Acute Modulation of Left Ventricular Control by Selective Intracardiac Sympathetic Denervation.

Abstract

The sympathetic nervous system plays an integral role in cardiac physiology. Nerve fibers innervating the left ventricle are amenable to transvenous catheter stimulation along the coronary sinus (CS). The aim of the present study was to modulate left ventricular control by selective intracardiac sympathetic denervation. First, the impact of epicardial CS ablation on cardiac electrophysiology was studied in a Langendorff model of decentralized murine hearts (n=10 each, ablation and control groups). Second, the impact of transvenous, anatomically driven axotomy by catheter-based radiofrequency ablation via the CS was evaluated in healthy sheep (n=8) before and during stellate ganglion stimulation.
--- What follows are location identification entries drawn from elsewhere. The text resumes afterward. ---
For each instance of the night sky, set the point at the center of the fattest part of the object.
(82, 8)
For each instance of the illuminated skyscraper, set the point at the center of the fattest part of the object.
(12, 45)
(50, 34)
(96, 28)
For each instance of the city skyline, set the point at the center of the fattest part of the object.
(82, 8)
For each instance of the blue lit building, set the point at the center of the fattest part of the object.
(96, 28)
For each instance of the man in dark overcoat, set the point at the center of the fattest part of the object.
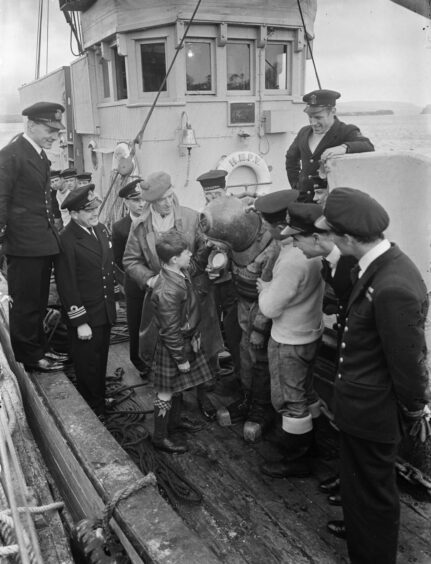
(324, 138)
(382, 375)
(85, 280)
(135, 204)
(143, 265)
(28, 234)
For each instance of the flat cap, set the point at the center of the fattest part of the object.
(213, 179)
(273, 206)
(68, 173)
(82, 198)
(320, 99)
(132, 190)
(301, 218)
(353, 212)
(48, 113)
(84, 176)
(155, 186)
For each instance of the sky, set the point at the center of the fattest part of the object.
(366, 49)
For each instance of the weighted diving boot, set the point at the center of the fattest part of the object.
(235, 412)
(178, 422)
(160, 438)
(298, 436)
(259, 419)
(261, 413)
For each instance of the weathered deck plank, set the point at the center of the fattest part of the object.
(249, 518)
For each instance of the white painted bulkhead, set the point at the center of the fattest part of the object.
(277, 112)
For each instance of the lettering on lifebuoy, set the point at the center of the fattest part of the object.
(246, 158)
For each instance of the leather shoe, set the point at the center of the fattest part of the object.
(58, 357)
(207, 409)
(169, 446)
(334, 499)
(330, 485)
(189, 425)
(284, 469)
(337, 528)
(44, 365)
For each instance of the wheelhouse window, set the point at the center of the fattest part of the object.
(120, 75)
(238, 66)
(278, 67)
(153, 66)
(199, 75)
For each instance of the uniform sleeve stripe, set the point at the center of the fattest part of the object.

CS ablation prolonged epicardial ventricular refractory period without (41.8 ± 8.4ms vs 53.0 ± 13.5ms; P=0.049) and with β1-2-adrenergic receptor blockade (47.8 ± 7.8ms vs 73.1 ± 13.2ms; P<0.001) in mice. Supported by neuromorphological studies illustrating a circumferential CS neural network, intracardiac axotomy by catheter ablation via the CS in healthy sheep diminished the blood pressure increase during stellate ganglion stimulation (Δ systolic bloodpressure 21.9 ± 10.9mmHg vs 10.5 ± 12.0mmHg; P=0.023; Δ diastolic blood pressure 9.0 ± 5.5mmHg vs 3.0± 3.5mmHg; P=0.039). Transvenous, anatomically driven axotomy targeting nerve fibers along the CS enables acute modulation of left ventricular control by selective intracardiac sympathetic denervation.